Le jeu vidéo «Plantes vs Zombies: Garden Warfare».
Le jeu vidéo «Plantes vs Zombies: Garden Warfare». - Microsoft / popcap

Joel Metreau

Ce n’est plus une invasion, c’est une colonisation durable. Demain sort au cinéma World War Z, où la guerre mondiale est désormais livrée contre les zombies. Pendant ce temps en librairies, dans la trilogie Feed (chez Bragelonne), l’écrivain Mira Grant raconte le combat pour la vérité de blogueurs parmi  ces êtres affamés. Le manga I am a Hero s’est vendu à 60.000 exemplaires sur 7 tomes déjà parus (chez Kana), après avoir été nominé cette année dans la sélection officielle d’Angoulême. De son côté, Glénat va lancer Tokyo Ghoul  le 28 août.

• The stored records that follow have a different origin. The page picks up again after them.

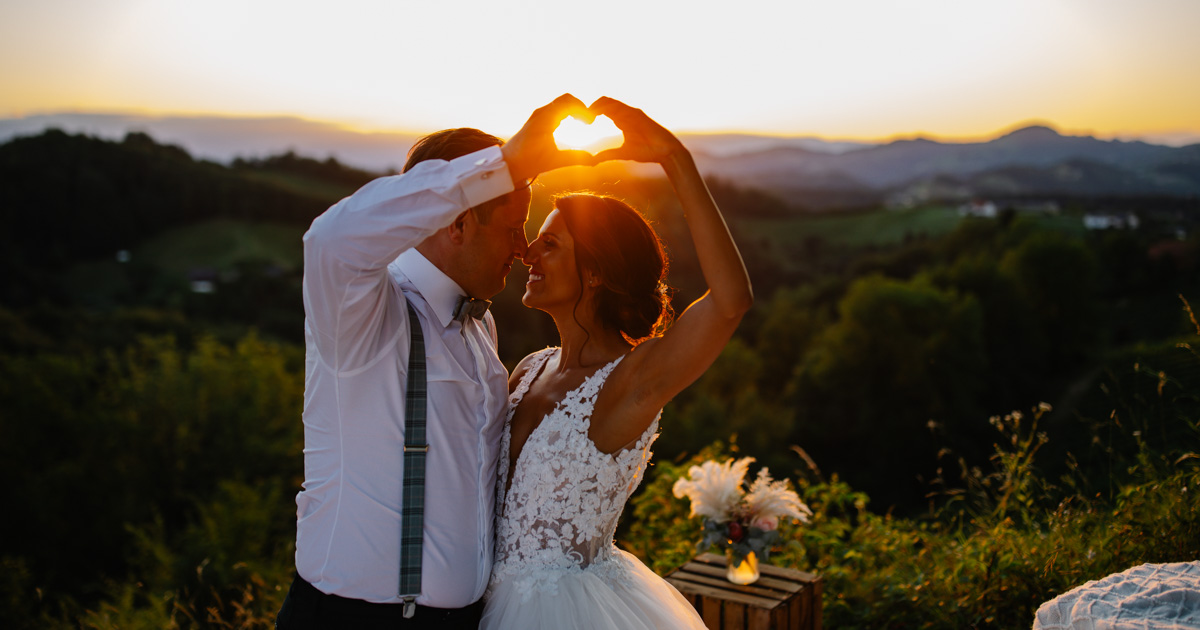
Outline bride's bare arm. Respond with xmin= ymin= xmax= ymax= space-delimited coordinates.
xmin=590 ymin=97 xmax=754 ymax=412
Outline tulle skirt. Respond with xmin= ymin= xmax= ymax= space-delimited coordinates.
xmin=479 ymin=550 xmax=704 ymax=630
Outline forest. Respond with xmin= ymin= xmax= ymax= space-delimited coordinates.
xmin=0 ymin=131 xmax=1200 ymax=629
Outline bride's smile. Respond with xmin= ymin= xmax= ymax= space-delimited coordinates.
xmin=521 ymin=210 xmax=582 ymax=314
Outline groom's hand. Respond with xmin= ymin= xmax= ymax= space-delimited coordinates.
xmin=500 ymin=94 xmax=596 ymax=188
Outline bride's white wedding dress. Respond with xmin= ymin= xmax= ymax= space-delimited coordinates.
xmin=480 ymin=348 xmax=704 ymax=630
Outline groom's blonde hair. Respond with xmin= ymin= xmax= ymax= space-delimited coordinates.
xmin=401 ymin=127 xmax=508 ymax=226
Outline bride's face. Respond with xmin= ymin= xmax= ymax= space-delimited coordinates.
xmin=521 ymin=210 xmax=582 ymax=314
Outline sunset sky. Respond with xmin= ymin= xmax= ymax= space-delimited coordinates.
xmin=0 ymin=0 xmax=1200 ymax=143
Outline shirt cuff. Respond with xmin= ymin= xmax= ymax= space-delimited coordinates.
xmin=450 ymin=146 xmax=514 ymax=208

Le phénomène «The Walkind Dead»

Mais le succès le plus fort revient au comics avec The Walking Dead, (Delcourt) de Robert Kirkman: 1,6 million d’exemplaires tous tomes confondus se sont vendus en France. Le zombie est sorti de sa niche, tout le monde mange dans sa main. «Mais nous n’avons jamais insisté sur le thème du zombie dans notre marketing, explique l’éditeur Thierry Mornet. On s’est intéressés au phénomène du survivalisme, sur la manière dont une microsociété se constitue face à un environnement hostile.»  Son adaptation télévisée est actuellement en cours de tournage, pour une saison 4 qui sera diffusée en octobre aux Etats-Unis sur AMC.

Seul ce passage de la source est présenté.